Denise Balem Yates (*)
Na terça-feira, 05/07/2022, eu e o Luiz Fernando Varela, pais participantes do Comitê de Saúde da Escola Projeto, fomos à Unidade 1 conversar com as crianças sobre a Covid-19, as mudanças que afetaram as vidas de todos e o momento atual da pandemia. Acredito que a experiência foi bem mais rica para nós, adultos “de fora”, do que para as crianças e suas professoras.
Começamos por uma roda com o Grupo 5, que nos acolheu muito afetuosamente. As crianças levantavam os dedos para fazer questões.

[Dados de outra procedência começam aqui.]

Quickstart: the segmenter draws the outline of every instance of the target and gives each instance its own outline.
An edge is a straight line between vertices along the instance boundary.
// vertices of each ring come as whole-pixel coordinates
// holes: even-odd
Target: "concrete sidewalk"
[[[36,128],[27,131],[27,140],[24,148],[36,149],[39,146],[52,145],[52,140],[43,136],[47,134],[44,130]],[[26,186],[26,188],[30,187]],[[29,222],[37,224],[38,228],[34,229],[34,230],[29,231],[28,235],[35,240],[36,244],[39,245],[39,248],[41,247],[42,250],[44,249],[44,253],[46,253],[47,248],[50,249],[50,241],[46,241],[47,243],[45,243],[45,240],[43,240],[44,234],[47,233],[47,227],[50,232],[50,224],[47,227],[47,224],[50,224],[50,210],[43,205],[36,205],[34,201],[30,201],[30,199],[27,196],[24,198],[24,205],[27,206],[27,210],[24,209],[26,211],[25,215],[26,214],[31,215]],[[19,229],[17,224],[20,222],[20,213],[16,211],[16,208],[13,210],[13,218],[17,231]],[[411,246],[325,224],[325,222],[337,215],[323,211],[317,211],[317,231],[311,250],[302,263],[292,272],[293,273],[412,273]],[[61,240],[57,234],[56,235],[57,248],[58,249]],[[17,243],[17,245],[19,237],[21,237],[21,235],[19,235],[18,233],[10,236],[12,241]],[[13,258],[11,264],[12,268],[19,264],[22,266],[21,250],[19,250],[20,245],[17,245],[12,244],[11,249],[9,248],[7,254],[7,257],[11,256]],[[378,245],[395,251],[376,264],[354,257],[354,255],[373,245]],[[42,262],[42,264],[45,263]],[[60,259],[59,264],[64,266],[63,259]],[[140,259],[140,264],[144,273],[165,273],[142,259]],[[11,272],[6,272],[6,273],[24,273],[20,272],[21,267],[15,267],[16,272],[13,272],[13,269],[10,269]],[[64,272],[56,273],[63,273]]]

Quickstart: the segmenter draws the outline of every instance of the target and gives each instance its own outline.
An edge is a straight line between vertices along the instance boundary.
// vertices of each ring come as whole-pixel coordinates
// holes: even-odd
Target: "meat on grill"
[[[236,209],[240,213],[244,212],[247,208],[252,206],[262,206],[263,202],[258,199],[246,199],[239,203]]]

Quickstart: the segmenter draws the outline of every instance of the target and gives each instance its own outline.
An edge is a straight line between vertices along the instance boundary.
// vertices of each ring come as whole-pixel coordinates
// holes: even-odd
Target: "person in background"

Estávamos esperando perguntas sobre o vírus, mas a primeira informação que recebemos foi que uma das alunas havia perdido o dente naquele mesmo dia. Surpresos, fomos ouvindo uma série de relatos de dentes que estavam caindo ou para cair, de dedos quebrados, cortes, quedas, resfriados e também de pesadelos e medos de monstros à noite. Luiz também respondeu perguntas sobre cogumelos venenosos e como os ossos são por dentro. Falamos um pouco sobre o quanto aquelas falas traziam questões sobre cuidados com o corpo e medos que apareciam à noite. Falamos sobre a alegria de poder estar de volta ao convívio presencial e como as gripes e machucados faziam parte da vida – e que o corpo consegue superar essas situações, com cuidados e proteção.

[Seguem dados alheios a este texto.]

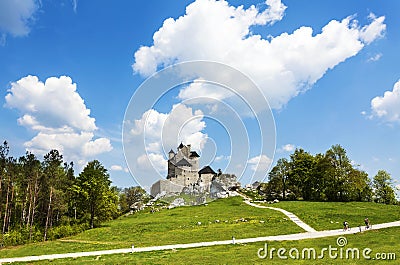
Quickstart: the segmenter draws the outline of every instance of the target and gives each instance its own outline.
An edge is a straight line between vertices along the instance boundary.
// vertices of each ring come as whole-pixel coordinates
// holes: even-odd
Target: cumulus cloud
[[[279,150],[282,152],[293,152],[296,149],[296,146],[293,144],[285,144]]]
[[[230,6],[226,1],[197,0],[186,14],[164,21],[153,44],[135,53],[135,72],[148,76],[158,67],[187,60],[211,60],[231,65],[249,75],[266,95],[271,107],[281,108],[309,89],[327,70],[356,55],[366,44],[383,36],[384,17],[370,15],[361,26],[352,17],[332,20],[316,34],[310,27],[271,39],[254,34],[255,25],[282,19],[285,6],[267,1],[267,9]],[[204,95],[209,92],[204,90]],[[181,98],[199,94],[188,87]],[[218,97],[227,95],[218,94]]]
[[[57,149],[81,165],[112,150],[109,139],[95,139],[95,119],[70,77],[50,77],[44,83],[36,76],[23,77],[11,83],[5,100],[21,113],[18,124],[37,132],[25,142],[27,150],[43,155]]]
[[[14,37],[26,36],[30,32],[29,25],[39,6],[35,0],[0,1],[0,33],[3,41],[10,34]]]
[[[207,140],[203,133],[206,127],[203,112],[193,110],[185,104],[174,105],[169,113],[155,109],[146,111],[140,119],[133,122],[130,130],[133,143],[144,142],[146,153],[142,150],[128,150],[136,157],[134,169],[143,175],[153,174],[154,170],[161,176],[167,171],[166,152],[175,149],[180,142],[191,144],[193,150],[201,151]],[[139,144],[133,144],[138,146]]]
[[[400,80],[394,84],[392,91],[386,91],[383,97],[371,100],[371,117],[388,123],[400,122]]]
[[[256,172],[267,173],[272,164],[272,159],[266,155],[259,155],[249,159],[250,169]]]
[[[368,62],[377,62],[382,58],[382,53],[377,53],[370,58],[368,58]]]

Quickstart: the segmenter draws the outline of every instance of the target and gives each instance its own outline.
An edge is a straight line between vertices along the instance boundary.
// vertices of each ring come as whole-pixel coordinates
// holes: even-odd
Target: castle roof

A visita durou 30 minutos, mas na despedida ainda havia dedinhos levantados. Para mim foi uma surpresa ver o quanto a roda ainda poderia ir longe, com histórias e perguntas que aparentemente não se relacionavam, mas que na verdade tinham tudo a ver. Alguns não conseguiram falar o que estavam sentindo, mas manifestavam com o corpo que os assuntos mobilizavam bastante. E vários falaram sobre como era bom poder estar na escola novamente, abraçando os colegas e brincando.
Na visita seguinte, aos grupos 3 e 4, novamente fomos muito bem acolhidos. As crianças haviam escutado a história do livro “Abaixo das canelas” e nos recontaram as principais partes. [De forma bem resumida: um povo tinha o costume de usar sapatos em quaisquer circunstâncias. Podiam andar nus pela rua, mas não sem sapatos. Após a pergunta de um aluno, um professor decidiu investigar o porquê desse hábito. Acabou descobrindo que isso começou na época em que havia uma erva rasteira venenosa que atacava o solo e feria os pés das pessoas. Tempos depois a erva deixou de existir, mas as pessoas continuaram usando sapatos – e passaram a usar uma razão “moral” para isso (seria “errado”, indecente não usar)].
As crianças falaram sobre como a mudança de comportamento dos personagens não foi tão rápida após a descoberta – eles foram se experimentando aos poucos com sandálias, chinelos, até ter coragem de andar descalços. Da mesma forma, nós estamos nos experimentando em uma nova fase da pandemia – cada criança e cada família vai descobrindo o ritmo que lhe parece mais seguro e confortável para estabelecer formas de cuidado apropriadas para este momento. Novamente, mais relatos sobre gripes, machucados, medos. As crianças dos grupos 3 e 4 manifestavam com o corpo, ainda mais do que o grupo anterior, como estavam se sentindo. Ao final, nos deram cartões de agradecimento, com desenhos nos representando.
A sensação na saída era de uma “injeção de vitalidade”. As crianças são tão espontâneas e diretas em suas manifestações que é muito difícil ficar indiferente. Talvez nossa conversa tenha sido muito breve, mas acho que só ter um espaço para compartilhar as experiências e os medos faz estes ficarem menores. Sei que certamente foi isso o que aconteceu comigo: vendo as crianças falarem com tanta naturalidade sobre a pandemia e os riscos do dia a dia, meus receios quanto aos efeitos da pandemia entre as crianças da escola ficaram menores. Com certeza os efeitos estão aí, mas poder falar sobre eles já auxilia muito no processo de elaborá-los. Por mais momentos de trocas como esses!
(*) Psicóloga e mãe do Kauan, da turma 12.